The mechanism isn’t difficult to understand either. Imagine that we are, you and me, and just for a delicious moment, rich capitalists. We can invest in a number of different places around the world. All of those different possibilities give us an average likely return. Now add in that some of those places charge a profits tax, some don’t. The average return from those that tax us is now lower than from those that don’t, right?
So, we invest, because we’re capitalists we’re greedy of course, where the returns are higher. And we do much less where the returns are taxed to make them lower. Which is why the workers pay some of that tax. For adding capital to labour is what makes labour more productive. And the average level of wages in a country is determined by the average productivity of labour in that country. So, we tax profits, there’s less investment, productivity -- wages therefore are, lower.
And this affects small economies much more than large. Simply because that effect of the taxation upon the profit rate as compared to the global average is going to be larger -- that global average is made up of all of the individual national ones after all. And it’s going to be greater when we’re talking about foreign investment quite clearly. Because foreign capital is, by definition, 100% mobile, it can go anywhere.
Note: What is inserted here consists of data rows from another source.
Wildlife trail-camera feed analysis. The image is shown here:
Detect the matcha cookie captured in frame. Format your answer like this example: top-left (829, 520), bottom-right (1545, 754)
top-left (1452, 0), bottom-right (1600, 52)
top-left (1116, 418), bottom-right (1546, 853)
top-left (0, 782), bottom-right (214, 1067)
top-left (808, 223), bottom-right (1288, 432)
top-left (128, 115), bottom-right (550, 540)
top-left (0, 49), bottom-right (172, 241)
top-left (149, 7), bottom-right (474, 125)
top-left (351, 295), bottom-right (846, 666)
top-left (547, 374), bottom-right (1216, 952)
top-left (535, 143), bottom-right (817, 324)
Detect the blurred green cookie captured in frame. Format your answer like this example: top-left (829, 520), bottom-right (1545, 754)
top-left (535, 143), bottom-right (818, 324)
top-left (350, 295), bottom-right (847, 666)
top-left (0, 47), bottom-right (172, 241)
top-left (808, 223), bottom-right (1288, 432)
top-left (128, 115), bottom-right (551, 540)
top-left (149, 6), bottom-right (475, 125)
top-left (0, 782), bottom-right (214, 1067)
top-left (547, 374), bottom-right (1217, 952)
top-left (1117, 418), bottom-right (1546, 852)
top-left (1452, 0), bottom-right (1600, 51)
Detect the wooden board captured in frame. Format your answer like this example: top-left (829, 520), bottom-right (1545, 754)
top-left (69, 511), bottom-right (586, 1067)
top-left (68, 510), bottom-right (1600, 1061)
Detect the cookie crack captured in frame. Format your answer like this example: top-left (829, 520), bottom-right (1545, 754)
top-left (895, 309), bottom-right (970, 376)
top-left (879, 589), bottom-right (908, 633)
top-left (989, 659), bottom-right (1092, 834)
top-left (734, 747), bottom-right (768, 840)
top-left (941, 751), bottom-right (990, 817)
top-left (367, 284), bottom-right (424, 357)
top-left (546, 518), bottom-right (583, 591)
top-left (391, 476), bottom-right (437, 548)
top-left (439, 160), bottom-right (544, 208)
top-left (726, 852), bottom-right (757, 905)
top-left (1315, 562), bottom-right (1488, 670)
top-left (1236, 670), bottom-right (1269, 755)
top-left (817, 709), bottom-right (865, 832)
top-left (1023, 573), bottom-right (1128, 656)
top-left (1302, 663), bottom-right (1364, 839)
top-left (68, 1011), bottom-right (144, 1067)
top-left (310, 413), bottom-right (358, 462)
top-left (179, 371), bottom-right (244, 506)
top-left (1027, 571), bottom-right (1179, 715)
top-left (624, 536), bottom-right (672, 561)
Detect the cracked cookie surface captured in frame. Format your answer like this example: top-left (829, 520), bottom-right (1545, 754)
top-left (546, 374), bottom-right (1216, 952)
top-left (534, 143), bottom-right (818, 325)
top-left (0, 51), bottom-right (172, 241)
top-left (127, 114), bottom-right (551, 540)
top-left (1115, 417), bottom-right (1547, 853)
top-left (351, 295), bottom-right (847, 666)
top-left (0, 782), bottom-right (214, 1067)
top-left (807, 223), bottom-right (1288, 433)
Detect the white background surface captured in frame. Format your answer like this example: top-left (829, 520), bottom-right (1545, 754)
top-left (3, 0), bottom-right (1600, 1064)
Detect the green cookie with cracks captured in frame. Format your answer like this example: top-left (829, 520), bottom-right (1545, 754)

Even the lowest estimates for the US have the workers paying 30% of corporation tax in the world’s largest economy, that of the US. And there’s some work by Joe Stiglitz to suggest that in a small economy like Bangladesh that it could be over 100%. Yes, that the loss of wages from the absence of investment is larger than the profits tax collected.
The ICC,B is entirely correct to call for more investment as that is indeed what makes the country richer. More factories, more machines for people to work with, this increases production and thus incomes. And the other group of businessmen may well be just talking their own book in calling for lower profits taxes. But the 40-45% charged in Bangladesh most likely is reducing the amount invested. And that reduction from what could be invested with lower taxes is what reduces Bangladeshi wages.
There’s a good economic argument that for a country like Bangladesh the corporation, or profits, tax rate should be zero. That’s not going to work as a political argument of course, but it’s still a good economic one. The country would be richer by not bothering to try to tax profits at all.
In the absence of it being politically possible -- can you imagine the outcry if this was actually done? -- then the next best thing is to reduce the rates claiming that we’ve just got to be charging a similar rate to other people like us.
Most Asian countries are charging about 25%, Modi’s India is bringing the rate down to that over a few years too. These are the people Bangladesh has to compete with for foreign investment. Even if people won’t buy the zero percent argument, having to compete with the others around still means that a much lower rate makes sense.
Tim Worstall is a Senior Fellow at the Adam Smith Institute in London.